I never thought this day would come.

The day where Justin says he likes me.

I can't believe he likes me! Mr. Martin was right. Omg Mr.Martin was right! All along. That's why Justin isn't nice to him. Its because he likes me and I liked Mr.Martin!

Well not anymore! Now the only guy I'll focus on is him. The boy I'm holding hands with.

"So..." I said while wiping stray tears from my eyes.

"What happens now?" I asked happily as I looked down at him, knowing what answer I was hoping for.

He stared at me for a while, not really getting what I meant, or so I thought.

"What?" He said, one of his eyebrows raised and I laughed, my hand squeezing his softly.

"Well...now that we've both confessed our feelings for each other...what do we do now?" I asked excitedly, a smile wide on my face as I stared down at him.
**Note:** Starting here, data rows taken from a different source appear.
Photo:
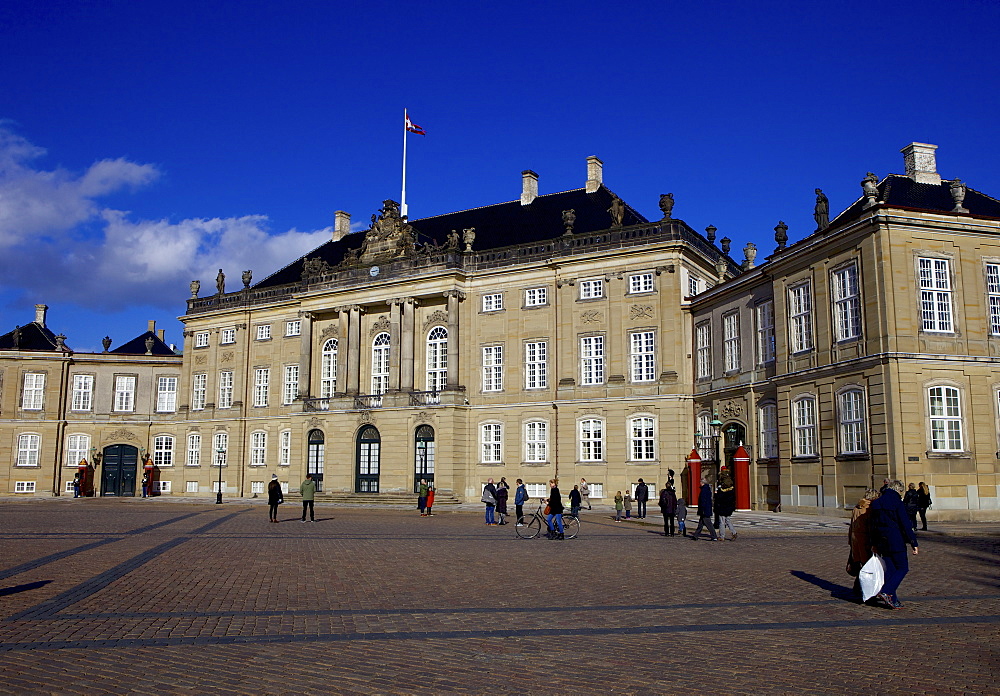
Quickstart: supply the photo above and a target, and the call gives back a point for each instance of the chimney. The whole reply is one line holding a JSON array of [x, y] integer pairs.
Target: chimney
[[921, 165], [529, 186], [595, 174], [341, 225]]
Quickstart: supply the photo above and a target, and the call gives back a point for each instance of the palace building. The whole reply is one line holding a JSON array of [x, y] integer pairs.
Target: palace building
[[557, 335]]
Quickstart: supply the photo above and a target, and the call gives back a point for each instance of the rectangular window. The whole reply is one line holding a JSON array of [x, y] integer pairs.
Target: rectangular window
[[642, 355], [800, 317], [592, 360], [935, 295], [846, 303], [290, 390], [198, 391], [591, 440], [493, 302], [490, 436], [534, 297], [765, 332], [536, 441], [492, 368], [34, 391], [640, 282], [28, 446], [226, 389], [591, 289], [83, 392], [194, 449], [166, 394], [703, 350], [261, 375], [124, 392], [731, 341], [536, 365]]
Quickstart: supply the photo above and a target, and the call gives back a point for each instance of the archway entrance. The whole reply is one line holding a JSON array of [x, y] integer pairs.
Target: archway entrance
[[367, 460], [423, 461], [119, 465]]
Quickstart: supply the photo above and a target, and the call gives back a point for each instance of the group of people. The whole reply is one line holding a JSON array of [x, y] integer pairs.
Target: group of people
[[881, 524]]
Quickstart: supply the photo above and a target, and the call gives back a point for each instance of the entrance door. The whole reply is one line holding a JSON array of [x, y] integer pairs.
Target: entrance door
[[423, 464], [369, 449], [119, 465]]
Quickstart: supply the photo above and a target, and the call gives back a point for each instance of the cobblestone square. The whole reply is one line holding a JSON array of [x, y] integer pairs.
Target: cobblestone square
[[158, 597]]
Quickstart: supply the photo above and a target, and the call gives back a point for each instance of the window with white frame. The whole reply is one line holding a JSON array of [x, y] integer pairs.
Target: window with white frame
[[731, 341], [945, 408], [642, 356], [853, 431], [28, 446], [285, 448], [290, 388], [703, 350], [33, 391], [124, 392], [492, 368], [535, 297], [592, 360], [77, 449], [199, 385], [220, 449], [380, 363], [591, 289], [83, 392], [536, 370], [764, 314], [768, 420], [328, 369], [935, 295], [804, 426], [536, 441], [166, 394], [226, 389], [258, 448], [591, 432], [493, 302], [640, 282], [261, 377], [846, 303], [993, 296], [194, 449], [437, 359], [800, 317], [642, 439], [490, 437], [163, 450]]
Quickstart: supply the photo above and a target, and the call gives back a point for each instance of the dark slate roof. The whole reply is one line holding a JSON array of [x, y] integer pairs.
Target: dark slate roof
[[34, 336], [499, 225], [137, 346]]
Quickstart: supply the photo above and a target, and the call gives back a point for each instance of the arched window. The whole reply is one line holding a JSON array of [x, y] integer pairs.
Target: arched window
[[328, 369]]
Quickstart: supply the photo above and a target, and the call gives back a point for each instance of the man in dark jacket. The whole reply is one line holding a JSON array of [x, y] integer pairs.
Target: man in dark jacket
[[890, 532], [705, 511]]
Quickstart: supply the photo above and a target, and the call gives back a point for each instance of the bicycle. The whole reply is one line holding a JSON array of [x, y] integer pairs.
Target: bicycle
[[533, 526]]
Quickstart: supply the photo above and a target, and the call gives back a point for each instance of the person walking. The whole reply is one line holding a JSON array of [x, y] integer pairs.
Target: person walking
[[924, 501], [641, 497], [705, 511], [308, 491], [891, 531], [274, 498], [668, 506]]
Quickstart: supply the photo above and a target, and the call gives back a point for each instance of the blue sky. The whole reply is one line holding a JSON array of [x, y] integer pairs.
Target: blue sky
[[145, 144]]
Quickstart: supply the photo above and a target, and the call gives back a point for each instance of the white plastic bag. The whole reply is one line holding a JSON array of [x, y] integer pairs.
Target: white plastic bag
[[872, 577]]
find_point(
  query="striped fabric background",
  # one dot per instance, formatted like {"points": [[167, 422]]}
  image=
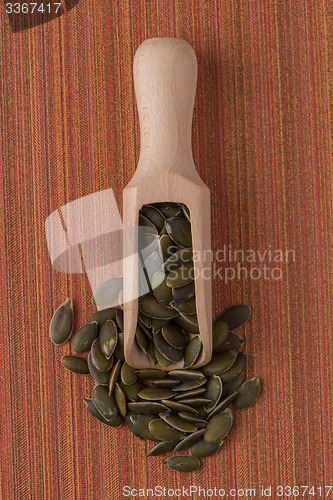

He just looked up at me, and then gently slipped his hand out of mine and rubbed his neck.

"Uhhh..." He said and turned around to look behind him and my smile started to falter.

"I mean...I like you Justin...and you like me so don't you want to be together?!" I yelled loudly, my smile finally falling and he looked around, there was no one there though.

"Yes! I want to but...I thought...we were going to keeping this private." Justin said, like it was something I was already supposed to know. I took a step back from him, staring him down, shaking my head.

"...Y-You kiss me...and tell me you like me...and now you want to keep it private?!" I ask, knowing deep down that this was too good to be true. He sighed and I rolled my eyes, about to turn around when I felt him grab my arm, making me stay in place.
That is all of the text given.